Designing the SFI Foundation Database Schema
How we moved from a flat JSON file to a normalized SQLite database supporting QR lookups, spec search, and manufacturer self-service for the SFI Foundation web modernization.
- Why a Database?
- The Schema: 8 Tables
- Key Query Paths
- Data Migration: JSON to SQLite
- SQLAlchemy Model Example
- What’s Next
Why a Database?
Our SFI spec search started with a flat JSON file — _data/sfi_specs.json — containing 136 entries scraped from the SFI Foundation website. That worked fine for the ML-powered search bar, but three upcoming features demand relational data:
- QR Code Scanning — scan a product’s SFI tag and instantly pull up its certification status, spec details, and manufacturer
- Manufacturer Self-Service — let manufacturers log in, view their certified products, and track certification expiry
- Cert Expiry Tracking — automatically flag certifications approaching their 5-year expiry window
A flat JSON file can’t enforce foreign key relationships, handle many-to-many associations, or support authenticated queries. SQLite with SQLAlchemy ORM gives us all of that while staying lightweight enough for an educational project.
The Schema: 8 Tables
Here’s the entity-relationship structure we designed:
manufacturers (1) ────< (many) products
products (1) ────< (many) spec_numbers
products (many) >──< (many) categories [via product_categories]
products (1) ────< (many) certifications
certifications(1) ────< (many) expiry_tracking
Core Tables
categories — The 7 SFI racing categories (Auto Racing, Drag Racing, Boat Racing, etc.), each with a URL-safe slug.
subcategories — 9 subcategories (DRAGSTERS, FULL BODIED CARS, etc.) linked to their parent category via foreign key.
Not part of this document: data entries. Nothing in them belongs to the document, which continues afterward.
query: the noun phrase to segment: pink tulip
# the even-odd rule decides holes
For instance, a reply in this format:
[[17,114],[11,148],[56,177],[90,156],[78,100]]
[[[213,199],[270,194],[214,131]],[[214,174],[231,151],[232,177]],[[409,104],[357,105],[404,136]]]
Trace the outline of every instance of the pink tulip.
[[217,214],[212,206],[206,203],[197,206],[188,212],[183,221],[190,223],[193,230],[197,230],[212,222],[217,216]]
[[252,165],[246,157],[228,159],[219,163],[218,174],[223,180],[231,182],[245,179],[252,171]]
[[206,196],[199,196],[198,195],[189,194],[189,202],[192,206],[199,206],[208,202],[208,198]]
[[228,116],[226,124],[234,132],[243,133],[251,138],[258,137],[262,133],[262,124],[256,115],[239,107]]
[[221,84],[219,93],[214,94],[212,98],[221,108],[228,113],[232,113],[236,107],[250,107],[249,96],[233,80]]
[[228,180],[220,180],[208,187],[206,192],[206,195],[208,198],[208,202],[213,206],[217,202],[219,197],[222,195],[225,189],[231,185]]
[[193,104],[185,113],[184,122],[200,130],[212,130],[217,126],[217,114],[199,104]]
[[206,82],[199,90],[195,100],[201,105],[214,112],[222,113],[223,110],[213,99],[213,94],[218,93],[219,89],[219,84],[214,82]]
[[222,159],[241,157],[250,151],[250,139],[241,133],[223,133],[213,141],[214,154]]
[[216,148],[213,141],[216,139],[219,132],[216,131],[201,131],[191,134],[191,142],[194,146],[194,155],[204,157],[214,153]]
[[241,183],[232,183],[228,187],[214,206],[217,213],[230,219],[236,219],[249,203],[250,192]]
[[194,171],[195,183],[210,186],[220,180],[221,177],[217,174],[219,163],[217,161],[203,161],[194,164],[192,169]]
manufacturers — Vendor entities with self-service authentication fields. Includes password_hash for login (using werkzeug’s generate_password_hash / check_password_hash), contact info, and active status.
products — 106 deduplicated products, each optionally linked to a manufacturer. The deduplication matters because the same product (e.g., “Replacement Flywheels and Clutch Assemblies”) appears in multiple categories in the source data.
Junction Tables
product_categories — Resolves the many-to-many relationship between products and categories. 26 products appear in multiple categories, so a simple category_id column on products would lose data.
spec_numbers — Links products to their SFI specification numbers, along with PDF references and effective dates. Some products have multiple spec numbers (e.g., “Advanced Driver Suits” has both 3.2A and 3.4).
Feature Tables
certifications — The heart of QR scan lookups. Each row has a unique qr_code (UUID), links to a product and manufacturer, and tracks status (active, expired, revoked, pending) with issue/expiry dates.
expiry_tracking — Notification log for certification expiry. Tracks whether notifications have been sent, when, and how many days remain until expiry.
Key Query Paths
QR Scan Lookup
When an inspector scans a QR code on a product tag:
cert = Certification.query.filter_by(qr_code=scanned_code).first()
if cert:
print(f"Product: {cert.product.name}")
print(f"Spec: {cert.spec_number}")
print(f"Status: {cert.status}")
print(f"Manufacturer: {cert.manufacturer.name}")
print(f"Expires: {cert.expiry_date}")
One query resolves the QR code to the full certification context.
Spec Search
The ML search bar can now query the database instead of raw JSON:
results = SpecNumber.query.filter_by(spec_number="3.2A").all()
for sn in results:
product = sn.product
print(f"{product.name} — Spec {sn.spec_number}")
print(f" Categories: {[c.name for c in product.categories]}")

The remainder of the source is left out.